Drug Discovery: Mirror-image molecules separated by using workhorse of chemistry

Mass spectrometry is a commonly used method for identifying molecules based on their mass. Recently, scientists have shown that it can also distinguish between chiral compounds. These compounds have identical atoms but their structures are mirror-images that cannot overlap each other.

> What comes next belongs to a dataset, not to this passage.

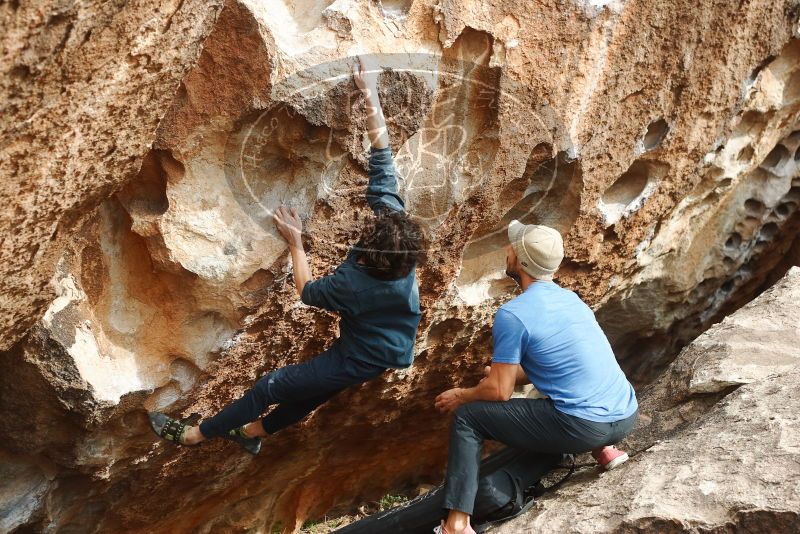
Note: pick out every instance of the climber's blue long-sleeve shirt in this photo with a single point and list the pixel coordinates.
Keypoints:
(379, 318)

The method, which is presented in Science today, may use in drug discovery in the future. Enantiomers, or distinct forms of chiral compounds, frequently differ greatly in their characteristics. This was tragically demonstrated by the medication thalidomide: whereas one enantiomer is tranquil, the other, when given during pregnancy, causes congenital defects. Because of this, enantiomer separation is an essential but frequently time-consuming step in the drug discovery process. The tools used by current approaches are specialized and maintain distinct protocols for every pair of enantiomers.

Separate ions
Mass spectrometry was utilized by a group of researchers at Tsinghua University in Beijing, under the direction of Zheng Ouyang, to separate the enantiomers of a class of chiral compounds known as binaphthyl-triflates.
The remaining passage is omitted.